Ohio medical examiner rejects death certificate for woman who died in Cincinnati hotel

CINCINNATI — A Cincinnati medical examiner rejected a death certificate Wednesday that said the 28-year-old woman who had died in a hotel room in August 2014 died of a brain aneurysm, an unusual diagnosis in a case that drew international attention and drew sharp criticism from her family.

In rejecting the death certificate, Cincinnati Medical Examiner Edmond Aguilar said the patient’s family members were unable to meet the legal requirements to obtain an autopsy, which he said was necessary for the medical examiner to consider the cause of death.

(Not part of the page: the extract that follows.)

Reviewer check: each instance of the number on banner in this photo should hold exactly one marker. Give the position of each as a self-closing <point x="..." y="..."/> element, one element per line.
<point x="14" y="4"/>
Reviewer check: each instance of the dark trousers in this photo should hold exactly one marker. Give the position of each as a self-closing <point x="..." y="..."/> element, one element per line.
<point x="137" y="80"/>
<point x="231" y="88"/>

The family said in a statement that the woman, whose name was not released, died of cerebral aneurism, a condition that results from swelling in the brain caused by a blood clot or blood clotting disorder.

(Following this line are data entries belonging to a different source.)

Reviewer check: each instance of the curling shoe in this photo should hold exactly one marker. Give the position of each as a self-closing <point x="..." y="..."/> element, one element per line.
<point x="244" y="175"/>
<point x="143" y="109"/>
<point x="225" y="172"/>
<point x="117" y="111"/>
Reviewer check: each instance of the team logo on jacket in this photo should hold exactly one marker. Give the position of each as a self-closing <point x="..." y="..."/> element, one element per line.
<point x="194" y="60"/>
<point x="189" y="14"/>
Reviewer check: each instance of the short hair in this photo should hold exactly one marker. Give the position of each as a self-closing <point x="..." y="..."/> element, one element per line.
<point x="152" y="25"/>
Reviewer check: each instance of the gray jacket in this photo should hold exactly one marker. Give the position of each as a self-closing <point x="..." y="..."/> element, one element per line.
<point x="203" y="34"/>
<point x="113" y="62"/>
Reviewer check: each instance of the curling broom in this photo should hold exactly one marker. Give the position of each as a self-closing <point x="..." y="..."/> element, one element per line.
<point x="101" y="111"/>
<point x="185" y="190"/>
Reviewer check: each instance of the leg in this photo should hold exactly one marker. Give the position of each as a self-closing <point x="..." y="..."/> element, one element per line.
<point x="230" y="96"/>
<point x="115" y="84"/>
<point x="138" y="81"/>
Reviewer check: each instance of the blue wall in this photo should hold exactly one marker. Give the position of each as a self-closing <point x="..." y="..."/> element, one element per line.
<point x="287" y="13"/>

Aguilar said he had asked the family for more time to review the autopsy and to review documents.”

We are currently working with our legal team to determine what additional steps may be necessary.”

Aguilar said he had asked the family for more time to review the autopsy and to review documents.

Aguiler said he would consider any additional requests that come his way.

He said he was reviewing the autopsy report, which is still being reviewed, and the family’s other documents.

“I don’t want to be an impediment to their grieving process,” Aguilar told the Journal-News on Thursday.

In his letter to Aguilar, the family said they had been told the patient had suffered from a seizure disorder, and that the hospital had not made a determination whether the patient was intoxicated or had an alcohol problem.

They also said they did not have enough evidence to determine whether the woman’s death was due to heart disease or diabetes.

The woman’s family, which had asked for an autopsy and other medical records to be released, said in their statement that Aguiler had asked that the medical examiners release the autopsy results for a week to determine if they could “examine the underlying cause of the death.”

“The medical examiner should have been granted access to these documents,” the family wrote.

“This request is not reasonable and does not reflect an open and fair discussion of the issues involved.”

The Associated Press contributed to this report.